A Divide-and-Conquer Approach to Dicke State Preparation

TL;DR

This paper introduces a divide-and-conquer method for preparing Dicke states on quantum computers, demonstrating improved fidelity on IBM devices through circuit design and error mitigation techniques.

Contribution

The paper presents a novel divide-and-conquer approach for deterministic Dicke state preparation, optimized for IBM's hardware constraints, with experimental validation showing enhanced fidelity.

Findings

Higher state fidelity achieved compared to previous methods

Effective use of measurement error mitigation

Successful implementation on IBM's heavy-hex architecture

Abstract

We present a divide-and-conquer approach to deterministically prepare Dicke states $\lvert D_k^n\rangle$ (i.e., equal-weight superpositions of all $n$-qubit states with Hamming Weight $k$) on quantum computers.

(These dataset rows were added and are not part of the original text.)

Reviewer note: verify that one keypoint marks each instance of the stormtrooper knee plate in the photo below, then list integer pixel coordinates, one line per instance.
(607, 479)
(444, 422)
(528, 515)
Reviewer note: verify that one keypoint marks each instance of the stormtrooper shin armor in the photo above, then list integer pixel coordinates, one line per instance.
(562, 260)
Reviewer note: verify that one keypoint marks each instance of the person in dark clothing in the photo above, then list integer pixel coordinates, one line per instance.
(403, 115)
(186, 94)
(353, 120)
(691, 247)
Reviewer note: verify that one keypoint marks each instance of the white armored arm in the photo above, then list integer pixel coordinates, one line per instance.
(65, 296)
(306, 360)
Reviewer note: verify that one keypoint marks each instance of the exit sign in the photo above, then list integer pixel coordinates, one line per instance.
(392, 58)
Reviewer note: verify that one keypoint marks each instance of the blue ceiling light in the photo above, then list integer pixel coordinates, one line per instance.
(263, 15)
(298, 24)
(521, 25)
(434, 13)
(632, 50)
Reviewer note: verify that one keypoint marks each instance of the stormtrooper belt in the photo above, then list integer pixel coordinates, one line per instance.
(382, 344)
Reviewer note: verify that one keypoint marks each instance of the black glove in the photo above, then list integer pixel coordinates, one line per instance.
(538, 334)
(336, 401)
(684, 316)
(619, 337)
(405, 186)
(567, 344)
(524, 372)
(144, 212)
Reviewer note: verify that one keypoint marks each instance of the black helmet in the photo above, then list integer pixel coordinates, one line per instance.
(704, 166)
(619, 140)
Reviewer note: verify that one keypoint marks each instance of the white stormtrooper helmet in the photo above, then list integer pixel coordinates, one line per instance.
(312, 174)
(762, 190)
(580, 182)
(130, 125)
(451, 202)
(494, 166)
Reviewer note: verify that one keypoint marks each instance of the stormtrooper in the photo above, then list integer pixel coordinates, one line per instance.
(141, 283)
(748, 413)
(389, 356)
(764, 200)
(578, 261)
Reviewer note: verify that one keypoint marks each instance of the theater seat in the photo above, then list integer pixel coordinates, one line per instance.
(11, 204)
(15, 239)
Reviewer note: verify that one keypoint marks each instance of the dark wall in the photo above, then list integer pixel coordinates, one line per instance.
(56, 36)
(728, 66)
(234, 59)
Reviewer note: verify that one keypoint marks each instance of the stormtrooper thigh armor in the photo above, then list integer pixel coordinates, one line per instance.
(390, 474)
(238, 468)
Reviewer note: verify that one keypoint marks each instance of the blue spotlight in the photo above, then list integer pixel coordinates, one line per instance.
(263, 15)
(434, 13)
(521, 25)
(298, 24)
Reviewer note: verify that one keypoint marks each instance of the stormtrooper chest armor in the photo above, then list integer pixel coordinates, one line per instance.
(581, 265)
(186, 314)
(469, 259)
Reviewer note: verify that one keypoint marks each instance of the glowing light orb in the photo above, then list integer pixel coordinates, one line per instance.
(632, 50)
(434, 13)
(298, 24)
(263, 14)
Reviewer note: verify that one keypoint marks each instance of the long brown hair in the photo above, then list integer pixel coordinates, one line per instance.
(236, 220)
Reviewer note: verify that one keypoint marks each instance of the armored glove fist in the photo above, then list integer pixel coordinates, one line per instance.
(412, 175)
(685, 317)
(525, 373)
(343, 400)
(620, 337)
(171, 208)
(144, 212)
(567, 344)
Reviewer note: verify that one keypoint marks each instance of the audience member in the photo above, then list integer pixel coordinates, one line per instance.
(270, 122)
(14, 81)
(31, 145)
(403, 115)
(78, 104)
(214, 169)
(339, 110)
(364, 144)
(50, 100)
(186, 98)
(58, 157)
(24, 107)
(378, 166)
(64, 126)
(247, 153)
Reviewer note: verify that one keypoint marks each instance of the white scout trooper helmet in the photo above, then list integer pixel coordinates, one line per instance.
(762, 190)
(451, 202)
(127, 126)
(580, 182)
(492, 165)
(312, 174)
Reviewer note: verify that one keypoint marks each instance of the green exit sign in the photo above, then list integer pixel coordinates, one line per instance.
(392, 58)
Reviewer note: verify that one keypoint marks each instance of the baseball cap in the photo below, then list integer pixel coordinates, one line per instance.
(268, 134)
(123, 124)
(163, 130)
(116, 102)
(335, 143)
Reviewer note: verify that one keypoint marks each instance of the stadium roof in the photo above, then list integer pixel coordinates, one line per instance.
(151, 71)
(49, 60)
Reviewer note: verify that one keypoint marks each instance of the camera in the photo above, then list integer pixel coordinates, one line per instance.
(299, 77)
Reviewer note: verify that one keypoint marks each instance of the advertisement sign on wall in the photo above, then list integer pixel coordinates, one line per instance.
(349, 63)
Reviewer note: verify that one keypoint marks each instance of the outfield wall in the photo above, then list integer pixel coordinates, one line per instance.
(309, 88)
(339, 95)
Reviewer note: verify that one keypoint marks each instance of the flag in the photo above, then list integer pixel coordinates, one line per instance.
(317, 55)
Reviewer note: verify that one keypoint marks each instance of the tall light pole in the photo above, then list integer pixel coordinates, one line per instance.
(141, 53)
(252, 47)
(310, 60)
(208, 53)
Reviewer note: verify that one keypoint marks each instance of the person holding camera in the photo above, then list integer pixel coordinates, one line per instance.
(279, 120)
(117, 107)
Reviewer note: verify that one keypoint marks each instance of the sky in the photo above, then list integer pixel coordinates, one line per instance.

In an experimental evaluation for up to $n=6$ qubits on IBM Quantum Sydney and Montreal devices, we achieve significantly higher state fidelity compared to previous results [Mukherjee and others, TQE'2020], [Cruz and others, QuTe'2019]. The fidelity gains are achieved through several techniques: Our circuits first "divide" the Hamming weight between blocks of $n/2$ qubits, and then "conquer" those blocks with improved versions of Dicke state unitaries [B\"artschi and others, FCT'2019]. Due to the sparse connectivity on IBM's heavy-hex-architectures, these circuits are implemented for linear nearest neighbor topologies. Further gains in (estimating) the state fidelity are due to our use of measurement error mitigation and hardware progress.